Le trou d’air est conséquent, la chute de la croissance se confirme, pas seulement en Europe. Les prévisions sont aléatoires faute de pouvoir estimer l’étendue des dégâts, car l’impact économique et financier de la pandémie, doublé de ses incertitudes, reste une inconnue.
Les effets de la simultanéité de la crise dans tous les pays est sous-estimé alors que la contagion est manifeste. Dans un monde globalisé et interconnecté, la dynamique est désormais inversée. Les chaînes de production ne se reconstituent pas d’un claquement de doigts et leur aménagement prend du temps. Le chiffre d’affaires perdu ne sera pas récupéré, certains secteurs comme le tourisme et le transport sont profondément atteints. D’autres, comme l’industrie automobile, rencontrait déjà des difficultés en raison de sa reconversion. Facteur supplémentaire et non des moindres pesant sur la reprise, la consommation des ménages ne retrouve pas ses couleurs.
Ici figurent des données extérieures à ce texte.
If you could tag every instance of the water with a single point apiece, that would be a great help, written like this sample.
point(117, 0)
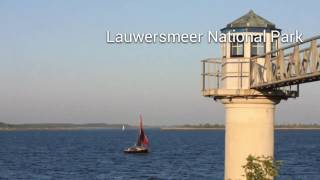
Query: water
point(97, 154)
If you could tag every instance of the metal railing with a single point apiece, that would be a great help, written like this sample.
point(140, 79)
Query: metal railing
point(294, 64)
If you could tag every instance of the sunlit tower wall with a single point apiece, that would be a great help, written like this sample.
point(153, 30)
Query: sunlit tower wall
point(249, 113)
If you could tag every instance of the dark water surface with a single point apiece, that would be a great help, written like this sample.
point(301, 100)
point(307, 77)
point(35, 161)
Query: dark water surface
point(97, 154)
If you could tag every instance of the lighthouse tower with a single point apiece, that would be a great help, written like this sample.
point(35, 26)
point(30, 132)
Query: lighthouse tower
point(249, 113)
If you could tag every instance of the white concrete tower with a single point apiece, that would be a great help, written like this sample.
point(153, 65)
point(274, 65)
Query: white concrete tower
point(249, 114)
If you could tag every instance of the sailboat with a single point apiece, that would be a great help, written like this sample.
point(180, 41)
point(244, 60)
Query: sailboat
point(142, 142)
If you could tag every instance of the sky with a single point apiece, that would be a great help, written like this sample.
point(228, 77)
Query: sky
point(55, 64)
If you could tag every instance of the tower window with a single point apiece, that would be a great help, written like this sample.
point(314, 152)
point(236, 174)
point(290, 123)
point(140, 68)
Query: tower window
point(257, 48)
point(236, 49)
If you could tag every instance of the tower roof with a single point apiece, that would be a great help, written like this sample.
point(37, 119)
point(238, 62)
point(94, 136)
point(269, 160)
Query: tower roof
point(251, 19)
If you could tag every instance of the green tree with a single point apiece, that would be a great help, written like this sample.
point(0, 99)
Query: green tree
point(261, 168)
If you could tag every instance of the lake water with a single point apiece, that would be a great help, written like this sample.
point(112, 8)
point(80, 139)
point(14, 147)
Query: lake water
point(97, 154)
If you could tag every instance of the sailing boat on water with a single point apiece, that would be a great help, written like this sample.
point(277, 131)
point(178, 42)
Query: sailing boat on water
point(142, 142)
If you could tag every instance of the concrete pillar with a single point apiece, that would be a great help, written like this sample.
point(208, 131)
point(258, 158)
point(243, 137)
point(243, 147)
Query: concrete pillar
point(249, 130)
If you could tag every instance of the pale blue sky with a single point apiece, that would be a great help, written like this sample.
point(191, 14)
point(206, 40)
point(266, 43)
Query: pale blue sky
point(56, 67)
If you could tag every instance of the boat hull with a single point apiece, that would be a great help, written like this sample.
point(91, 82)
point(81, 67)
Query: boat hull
point(136, 150)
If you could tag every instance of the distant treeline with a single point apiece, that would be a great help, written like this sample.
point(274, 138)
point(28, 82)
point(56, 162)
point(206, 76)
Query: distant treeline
point(207, 125)
point(58, 126)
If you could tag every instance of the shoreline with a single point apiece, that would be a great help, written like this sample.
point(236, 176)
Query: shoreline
point(208, 129)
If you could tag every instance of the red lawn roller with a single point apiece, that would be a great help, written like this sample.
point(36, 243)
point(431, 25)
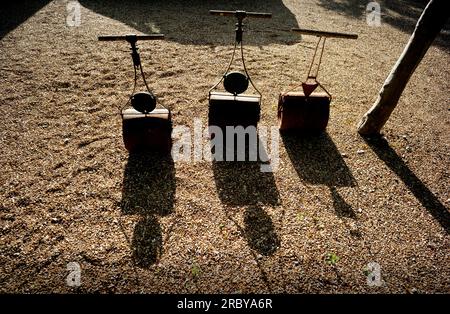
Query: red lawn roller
point(144, 126)
point(308, 110)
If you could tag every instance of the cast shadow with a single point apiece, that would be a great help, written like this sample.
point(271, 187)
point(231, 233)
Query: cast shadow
point(428, 200)
point(403, 15)
point(189, 22)
point(14, 13)
point(259, 231)
point(242, 183)
point(148, 191)
point(317, 161)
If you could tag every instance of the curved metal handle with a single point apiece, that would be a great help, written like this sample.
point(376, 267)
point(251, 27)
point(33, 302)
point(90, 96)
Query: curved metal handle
point(305, 31)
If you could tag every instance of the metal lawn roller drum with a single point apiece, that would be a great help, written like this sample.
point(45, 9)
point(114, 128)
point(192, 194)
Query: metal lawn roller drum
point(308, 110)
point(232, 107)
point(144, 126)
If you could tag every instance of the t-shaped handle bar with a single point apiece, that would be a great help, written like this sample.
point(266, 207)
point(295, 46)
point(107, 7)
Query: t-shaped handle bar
point(305, 31)
point(241, 14)
point(131, 38)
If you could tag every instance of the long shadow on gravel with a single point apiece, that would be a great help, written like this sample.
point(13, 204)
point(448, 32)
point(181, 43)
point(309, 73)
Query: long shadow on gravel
point(189, 22)
point(381, 147)
point(241, 183)
point(148, 191)
point(318, 162)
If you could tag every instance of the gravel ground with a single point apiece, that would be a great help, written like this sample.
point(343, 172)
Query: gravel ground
point(71, 193)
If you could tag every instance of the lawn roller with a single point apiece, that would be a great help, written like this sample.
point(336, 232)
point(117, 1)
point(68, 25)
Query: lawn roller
point(144, 126)
point(232, 107)
point(308, 110)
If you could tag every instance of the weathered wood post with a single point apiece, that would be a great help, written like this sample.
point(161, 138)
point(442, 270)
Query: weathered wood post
point(427, 28)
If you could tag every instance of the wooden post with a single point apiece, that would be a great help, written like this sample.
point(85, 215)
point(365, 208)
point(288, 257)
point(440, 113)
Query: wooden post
point(427, 28)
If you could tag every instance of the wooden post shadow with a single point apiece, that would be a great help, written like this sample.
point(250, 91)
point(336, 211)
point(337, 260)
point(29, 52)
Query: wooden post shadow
point(428, 200)
point(318, 162)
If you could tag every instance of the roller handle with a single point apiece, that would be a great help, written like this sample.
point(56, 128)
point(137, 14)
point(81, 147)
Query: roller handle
point(324, 34)
point(241, 13)
point(131, 37)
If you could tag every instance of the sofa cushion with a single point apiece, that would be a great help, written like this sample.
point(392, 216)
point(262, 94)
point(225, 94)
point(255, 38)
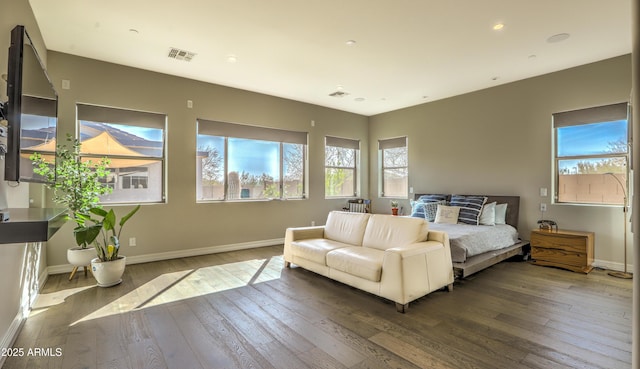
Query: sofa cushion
point(315, 249)
point(346, 227)
point(358, 261)
point(386, 231)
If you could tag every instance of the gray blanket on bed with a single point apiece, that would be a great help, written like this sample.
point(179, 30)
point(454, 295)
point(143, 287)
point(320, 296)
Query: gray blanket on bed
point(469, 240)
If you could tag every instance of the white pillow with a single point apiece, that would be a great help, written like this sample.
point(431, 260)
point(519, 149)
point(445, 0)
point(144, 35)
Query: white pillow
point(488, 215)
point(447, 214)
point(501, 213)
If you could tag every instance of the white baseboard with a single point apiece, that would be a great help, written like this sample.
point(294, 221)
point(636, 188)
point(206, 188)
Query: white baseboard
point(11, 334)
point(66, 268)
point(610, 265)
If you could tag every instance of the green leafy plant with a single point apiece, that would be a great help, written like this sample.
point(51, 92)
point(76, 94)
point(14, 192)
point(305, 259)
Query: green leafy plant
point(75, 182)
point(107, 227)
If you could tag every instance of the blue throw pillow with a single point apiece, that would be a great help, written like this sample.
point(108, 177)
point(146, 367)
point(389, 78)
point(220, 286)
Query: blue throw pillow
point(417, 209)
point(432, 198)
point(470, 208)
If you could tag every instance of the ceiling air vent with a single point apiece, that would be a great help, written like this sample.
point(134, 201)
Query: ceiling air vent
point(181, 54)
point(339, 93)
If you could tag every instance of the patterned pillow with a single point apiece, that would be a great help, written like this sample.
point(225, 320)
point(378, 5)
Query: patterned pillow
point(417, 209)
point(470, 208)
point(431, 208)
point(447, 214)
point(432, 198)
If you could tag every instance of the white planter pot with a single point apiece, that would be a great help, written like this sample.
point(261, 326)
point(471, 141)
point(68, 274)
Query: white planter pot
point(108, 273)
point(78, 256)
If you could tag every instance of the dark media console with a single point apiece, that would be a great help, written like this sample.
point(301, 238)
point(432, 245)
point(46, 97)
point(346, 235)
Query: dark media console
point(30, 225)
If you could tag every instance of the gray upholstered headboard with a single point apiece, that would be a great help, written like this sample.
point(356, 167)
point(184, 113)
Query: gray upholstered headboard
point(513, 206)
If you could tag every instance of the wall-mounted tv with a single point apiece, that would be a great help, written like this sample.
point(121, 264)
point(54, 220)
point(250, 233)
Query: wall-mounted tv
point(32, 109)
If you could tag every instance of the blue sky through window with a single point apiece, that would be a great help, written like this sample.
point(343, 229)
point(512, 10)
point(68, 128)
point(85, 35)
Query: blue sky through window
point(589, 139)
point(252, 156)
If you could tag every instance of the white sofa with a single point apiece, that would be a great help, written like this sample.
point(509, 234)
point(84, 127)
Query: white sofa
point(397, 258)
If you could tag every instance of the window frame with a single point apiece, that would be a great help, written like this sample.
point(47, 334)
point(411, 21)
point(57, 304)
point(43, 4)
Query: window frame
point(349, 144)
point(115, 116)
point(391, 143)
point(226, 130)
point(612, 113)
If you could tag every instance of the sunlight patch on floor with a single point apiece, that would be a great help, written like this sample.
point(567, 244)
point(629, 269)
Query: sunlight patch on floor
point(44, 301)
point(177, 286)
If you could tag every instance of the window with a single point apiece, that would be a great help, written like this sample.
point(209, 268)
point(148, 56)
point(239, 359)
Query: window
point(341, 159)
point(394, 171)
point(241, 162)
point(591, 155)
point(134, 143)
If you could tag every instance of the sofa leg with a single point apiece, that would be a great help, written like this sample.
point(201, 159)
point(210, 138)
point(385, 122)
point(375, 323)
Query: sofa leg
point(402, 308)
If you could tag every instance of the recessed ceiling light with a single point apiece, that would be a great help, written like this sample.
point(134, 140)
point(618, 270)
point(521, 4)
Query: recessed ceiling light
point(558, 38)
point(179, 54)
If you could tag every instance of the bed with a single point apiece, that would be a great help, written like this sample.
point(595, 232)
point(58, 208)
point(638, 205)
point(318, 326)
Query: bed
point(476, 247)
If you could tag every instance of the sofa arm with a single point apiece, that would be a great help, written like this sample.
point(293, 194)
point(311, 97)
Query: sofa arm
point(413, 270)
point(299, 233)
point(303, 233)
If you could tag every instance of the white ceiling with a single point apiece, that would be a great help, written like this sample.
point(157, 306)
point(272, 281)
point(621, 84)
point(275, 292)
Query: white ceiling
point(407, 52)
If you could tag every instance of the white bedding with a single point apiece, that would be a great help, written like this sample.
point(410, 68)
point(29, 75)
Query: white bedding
point(469, 240)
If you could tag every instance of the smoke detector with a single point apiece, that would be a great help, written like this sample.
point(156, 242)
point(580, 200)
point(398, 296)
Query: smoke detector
point(339, 93)
point(175, 53)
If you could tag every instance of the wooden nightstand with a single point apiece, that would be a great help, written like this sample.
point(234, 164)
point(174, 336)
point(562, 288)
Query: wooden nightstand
point(571, 250)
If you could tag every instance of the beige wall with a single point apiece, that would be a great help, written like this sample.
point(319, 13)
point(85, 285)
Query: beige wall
point(498, 141)
point(181, 223)
point(20, 264)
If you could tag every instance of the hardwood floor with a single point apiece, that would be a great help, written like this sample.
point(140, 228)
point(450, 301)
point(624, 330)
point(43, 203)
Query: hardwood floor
point(242, 310)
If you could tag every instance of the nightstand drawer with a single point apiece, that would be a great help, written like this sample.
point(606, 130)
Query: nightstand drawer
point(578, 244)
point(571, 250)
point(559, 256)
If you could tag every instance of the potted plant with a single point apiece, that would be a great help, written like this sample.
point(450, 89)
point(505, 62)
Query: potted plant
point(104, 233)
point(394, 207)
point(76, 185)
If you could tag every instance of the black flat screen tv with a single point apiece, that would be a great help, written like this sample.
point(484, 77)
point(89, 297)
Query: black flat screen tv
point(32, 109)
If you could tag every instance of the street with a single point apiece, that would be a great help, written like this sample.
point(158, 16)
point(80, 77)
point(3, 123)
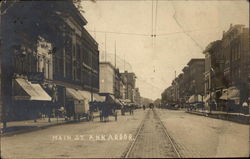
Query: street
point(195, 136)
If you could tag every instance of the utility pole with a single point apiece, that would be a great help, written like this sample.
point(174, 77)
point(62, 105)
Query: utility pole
point(115, 54)
point(105, 47)
point(1, 76)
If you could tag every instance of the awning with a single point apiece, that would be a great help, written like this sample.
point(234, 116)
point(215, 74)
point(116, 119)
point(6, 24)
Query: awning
point(191, 99)
point(207, 98)
point(118, 102)
point(73, 93)
point(99, 98)
point(25, 90)
point(231, 93)
point(195, 98)
point(85, 94)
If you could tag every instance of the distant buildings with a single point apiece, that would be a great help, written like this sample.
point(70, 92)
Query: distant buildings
point(188, 85)
point(227, 67)
point(50, 60)
point(121, 85)
point(224, 74)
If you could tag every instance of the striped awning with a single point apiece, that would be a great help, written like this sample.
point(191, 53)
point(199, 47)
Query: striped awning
point(25, 90)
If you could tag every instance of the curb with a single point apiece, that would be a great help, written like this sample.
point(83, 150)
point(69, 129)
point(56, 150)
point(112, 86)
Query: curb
point(33, 129)
point(218, 116)
point(40, 128)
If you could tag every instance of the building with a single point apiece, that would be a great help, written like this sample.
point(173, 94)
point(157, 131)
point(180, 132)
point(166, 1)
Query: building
point(130, 79)
point(47, 59)
point(214, 68)
point(108, 76)
point(167, 97)
point(235, 48)
point(137, 96)
point(227, 68)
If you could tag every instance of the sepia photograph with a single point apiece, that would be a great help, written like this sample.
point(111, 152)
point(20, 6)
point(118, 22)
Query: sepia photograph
point(124, 79)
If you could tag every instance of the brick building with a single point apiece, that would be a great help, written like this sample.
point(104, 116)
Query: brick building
point(45, 59)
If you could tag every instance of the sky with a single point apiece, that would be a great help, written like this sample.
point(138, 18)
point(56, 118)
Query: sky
point(183, 29)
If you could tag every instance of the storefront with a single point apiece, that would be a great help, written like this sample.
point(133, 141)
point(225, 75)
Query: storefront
point(30, 100)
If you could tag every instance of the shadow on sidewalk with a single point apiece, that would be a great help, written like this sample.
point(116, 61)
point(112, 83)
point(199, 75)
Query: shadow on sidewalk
point(16, 128)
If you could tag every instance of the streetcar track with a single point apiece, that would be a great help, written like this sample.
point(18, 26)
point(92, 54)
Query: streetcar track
point(136, 137)
point(174, 145)
point(139, 132)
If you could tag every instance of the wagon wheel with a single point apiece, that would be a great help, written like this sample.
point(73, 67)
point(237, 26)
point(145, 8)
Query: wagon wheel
point(101, 116)
point(115, 116)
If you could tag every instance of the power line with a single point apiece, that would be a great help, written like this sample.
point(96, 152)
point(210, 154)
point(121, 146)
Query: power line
point(125, 33)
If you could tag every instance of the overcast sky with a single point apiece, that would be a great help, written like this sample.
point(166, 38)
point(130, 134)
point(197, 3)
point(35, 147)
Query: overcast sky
point(183, 29)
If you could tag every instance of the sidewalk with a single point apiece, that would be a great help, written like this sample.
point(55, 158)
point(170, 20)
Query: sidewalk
point(17, 127)
point(234, 117)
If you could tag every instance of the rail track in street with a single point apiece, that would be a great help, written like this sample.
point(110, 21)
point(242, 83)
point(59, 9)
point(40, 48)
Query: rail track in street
point(152, 140)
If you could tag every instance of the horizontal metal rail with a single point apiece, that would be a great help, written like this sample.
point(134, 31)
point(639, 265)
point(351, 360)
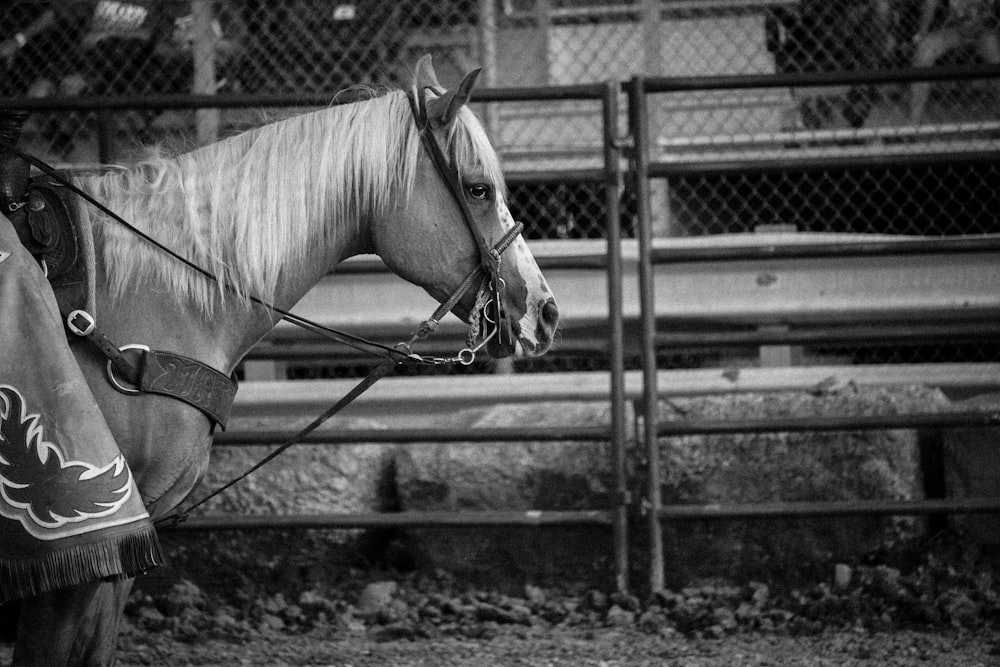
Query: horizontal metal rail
point(965, 419)
point(507, 435)
point(976, 330)
point(814, 163)
point(397, 520)
point(829, 508)
point(881, 248)
point(593, 92)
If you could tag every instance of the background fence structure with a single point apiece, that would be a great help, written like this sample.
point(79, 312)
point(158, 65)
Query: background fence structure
point(782, 120)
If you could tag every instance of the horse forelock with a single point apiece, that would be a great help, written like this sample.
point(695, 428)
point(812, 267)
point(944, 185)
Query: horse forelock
point(256, 206)
point(473, 151)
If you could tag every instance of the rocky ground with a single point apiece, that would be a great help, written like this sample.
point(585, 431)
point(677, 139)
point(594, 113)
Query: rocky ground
point(932, 603)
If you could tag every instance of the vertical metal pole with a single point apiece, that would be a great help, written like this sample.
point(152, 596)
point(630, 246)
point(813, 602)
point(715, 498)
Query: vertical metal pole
point(639, 127)
point(543, 18)
point(488, 57)
point(612, 201)
point(203, 55)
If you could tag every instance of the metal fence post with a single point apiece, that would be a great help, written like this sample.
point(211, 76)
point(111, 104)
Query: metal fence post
point(639, 129)
point(612, 199)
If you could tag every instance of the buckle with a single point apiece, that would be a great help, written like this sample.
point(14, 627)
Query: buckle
point(81, 323)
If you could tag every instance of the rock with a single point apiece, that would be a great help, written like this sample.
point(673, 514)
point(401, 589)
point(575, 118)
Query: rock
point(619, 618)
point(302, 480)
point(787, 467)
point(842, 575)
point(972, 469)
point(511, 476)
point(376, 597)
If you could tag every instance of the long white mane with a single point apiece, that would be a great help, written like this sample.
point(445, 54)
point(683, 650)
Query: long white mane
point(251, 208)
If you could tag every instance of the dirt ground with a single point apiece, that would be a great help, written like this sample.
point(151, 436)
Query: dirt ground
point(933, 603)
point(547, 647)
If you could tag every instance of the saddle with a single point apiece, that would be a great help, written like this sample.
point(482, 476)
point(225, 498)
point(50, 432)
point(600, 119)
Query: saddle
point(45, 220)
point(45, 217)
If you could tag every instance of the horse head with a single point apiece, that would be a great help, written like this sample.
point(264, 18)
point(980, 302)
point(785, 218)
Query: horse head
point(454, 218)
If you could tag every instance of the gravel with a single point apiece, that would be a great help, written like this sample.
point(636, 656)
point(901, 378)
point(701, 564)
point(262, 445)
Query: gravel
point(926, 603)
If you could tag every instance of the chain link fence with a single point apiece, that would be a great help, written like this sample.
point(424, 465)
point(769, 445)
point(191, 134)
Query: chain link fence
point(156, 47)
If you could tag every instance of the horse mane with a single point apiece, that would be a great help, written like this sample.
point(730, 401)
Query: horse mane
point(251, 208)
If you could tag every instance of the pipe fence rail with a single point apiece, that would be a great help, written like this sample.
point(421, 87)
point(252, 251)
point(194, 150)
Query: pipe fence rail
point(641, 169)
point(644, 168)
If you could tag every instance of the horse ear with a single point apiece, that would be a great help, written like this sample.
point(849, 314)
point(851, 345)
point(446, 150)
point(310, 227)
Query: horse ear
point(442, 110)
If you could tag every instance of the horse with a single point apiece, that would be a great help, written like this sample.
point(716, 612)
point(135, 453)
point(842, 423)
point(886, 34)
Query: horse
point(268, 213)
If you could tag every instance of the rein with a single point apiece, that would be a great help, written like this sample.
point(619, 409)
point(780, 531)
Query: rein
point(486, 274)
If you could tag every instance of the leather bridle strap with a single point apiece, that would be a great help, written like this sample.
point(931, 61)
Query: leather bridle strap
point(426, 327)
point(489, 258)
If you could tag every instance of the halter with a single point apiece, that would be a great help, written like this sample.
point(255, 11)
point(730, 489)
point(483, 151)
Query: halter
point(488, 303)
point(487, 273)
point(489, 298)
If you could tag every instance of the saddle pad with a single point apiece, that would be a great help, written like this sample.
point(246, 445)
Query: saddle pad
point(70, 511)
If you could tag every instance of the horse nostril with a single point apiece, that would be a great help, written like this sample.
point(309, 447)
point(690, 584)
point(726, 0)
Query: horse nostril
point(550, 313)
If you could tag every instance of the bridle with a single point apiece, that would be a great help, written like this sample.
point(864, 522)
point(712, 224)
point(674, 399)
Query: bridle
point(488, 301)
point(489, 297)
point(485, 277)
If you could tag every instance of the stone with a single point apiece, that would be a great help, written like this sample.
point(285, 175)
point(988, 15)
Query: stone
point(306, 479)
point(376, 597)
point(787, 467)
point(972, 469)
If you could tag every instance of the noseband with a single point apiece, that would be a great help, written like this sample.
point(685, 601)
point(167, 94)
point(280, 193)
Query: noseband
point(489, 297)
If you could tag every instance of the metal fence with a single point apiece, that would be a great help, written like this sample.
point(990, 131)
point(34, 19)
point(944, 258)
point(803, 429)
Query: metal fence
point(156, 47)
point(889, 155)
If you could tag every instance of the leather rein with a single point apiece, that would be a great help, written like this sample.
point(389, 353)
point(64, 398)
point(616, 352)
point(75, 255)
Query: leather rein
point(488, 305)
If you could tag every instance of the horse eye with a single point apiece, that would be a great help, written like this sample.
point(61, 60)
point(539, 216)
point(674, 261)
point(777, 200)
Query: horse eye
point(479, 191)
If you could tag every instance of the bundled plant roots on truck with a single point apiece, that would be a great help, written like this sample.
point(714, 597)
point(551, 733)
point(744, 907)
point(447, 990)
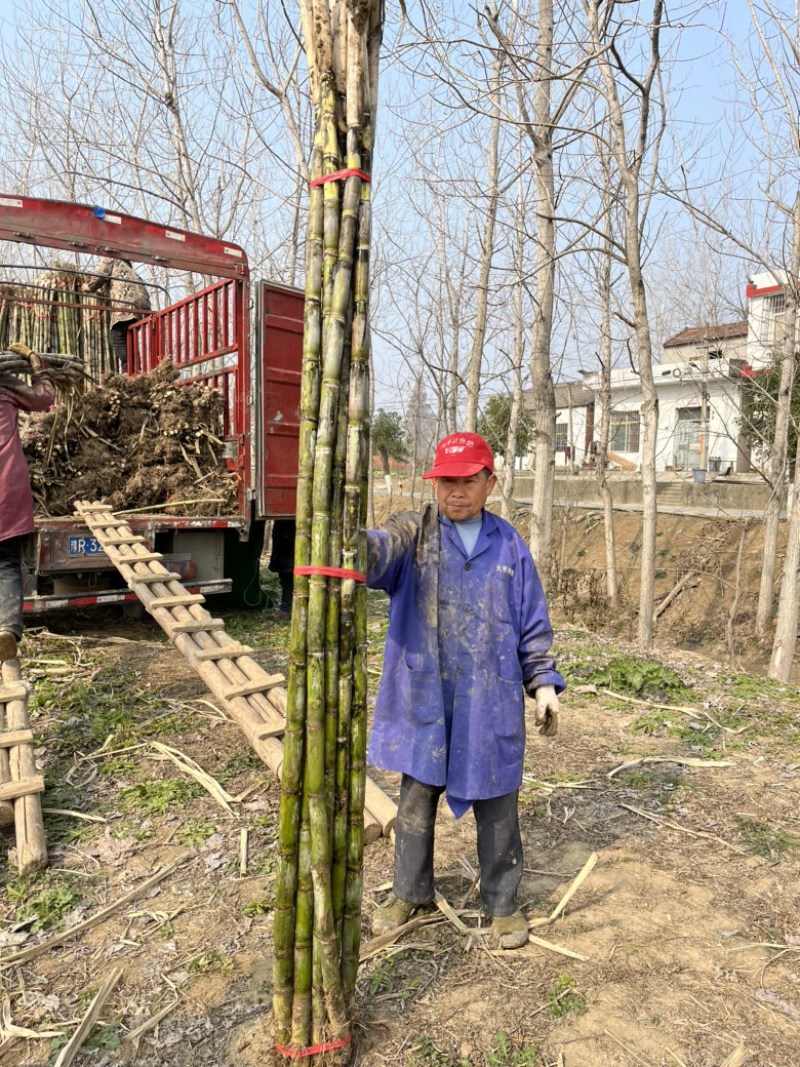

Les États-Unis sont entrés en récession et l’Allemagne a connu une chute de 10% de son PIB au deuxième trimestre, ne se relevant que partiellement de son plongeon. On en vient à penser que les pays les plus affectés par la chute du tourisme pourraient s’en remettre plus vite pour peu que la pandémie ne reparte pas ! Le modèle économique allemand risque au contraire d’être plus durablement touché en raison des restrictions commerciales qui sont dans l’air du temps.
Comme toujours, l’état du système financier est plus délicat à apprécier. On sait cependant que le risque a partiellement émigré des banques vers le secteur non régulé, tout en oubliant souvent de préciser que les deux secteurs sont étroitement connectés. Quoi qu’il en soit, l’Autorité bancaire européenne (EBA) a publié une étude qui montre que l’exposition au crédit à effet de levier est concentrée dans les plus grandes banques, tandis que les assureurs et les fonds d’investissement sont davantage exposés aux obligations et aux Collateralized loans obligations (CLO). Selon l’EBA le gel du marché des CLO empêche les banques de s’en délester.
Elles ont encore un peu de temps devant elles, car seuls 10% de ces actifs viennent à échéance cette année, et la moitié après 2023, ce n’est donc que partie remise si la reprise ne vient pas redresser le tir. Les banques peuvent aussi pousser les miettes sous le tapis en omettant de reconnaître certains actifs comme étant en difficulté, sachant pouvoir compter sur la mansuétude des régulateurs.
Une précision s’impose, le marché des prêts à effet de levier pèse 1.000 milliards d’euros en Europe selon le FMI… Il n’est donc pas nécessaire que le taux de défaut soit très élevé pour créer de sérieux problèmes. Or la crise en cours a un impact important sur les revenus, la liquidité et finalement la solvabilité de nombreuses entreprises.